Elle se leva, rendit sa forme originelle à la chaise. Elle tendit la main à Milo pour lui dire au revoir mais il l'attira dans ses bras pour l'embrasser énergiquement sur les deux joues, argumentant qu'il se serrait pas la main aux jolies femmes. Elle rougit légèrement sous le compliment avant de se tourner vers Severus. Celui-ci la regarda un sourcil relevé et les bras croisés sur la poitrine.

- Allons Severus, soyez un grand et gentil garçon. Venez faire un bisou à Tatie Poppy, lança-t-elle en indiquant sa joue de son index.

- Dans vos rêves, vieille dame. Et d'où avez-vous vu que j'étais gentil ?

- Hmm ... c'est vrai que tu es un vilain garçon qui mérite une correction. Ne bougez pas Poppy, je m'en vais le fesser cul-nu et vous aurez enfin votre baiser !

- Ose seulement t'approcher de moi et de mes fesses en particulier et je te renvoie au Mexique par cheminée sans prendre la peine de l'activer, грязный извращенец (Sale pervers) ! Menaça Severus d'une voix polaire.

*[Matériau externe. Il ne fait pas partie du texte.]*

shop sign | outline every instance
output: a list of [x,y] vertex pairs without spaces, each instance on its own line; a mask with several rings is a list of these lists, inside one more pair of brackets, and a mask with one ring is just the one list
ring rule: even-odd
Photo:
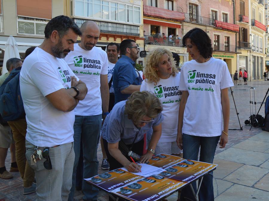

- Vous n'êtes que des gamins, rigola Poppy. Mais croyez-moi, Severus Snape, un jour je l'aurais mon bisou, j'en fais la promesse !

Après un regard tendre à l'enfant endormi, elle se dirigea vers la maison avant de se retourner pour voir les deux hommes se tirer la langue dans une grimace tout à fait immature. Elle regretta d'avoir abandonner l'appareil photo sur la table. Ce cliché là, il aurait valu son pesant de gallions.


(*) Expression Russe qui s'apparente à l'expression française : L'habit ne fait pas le moine.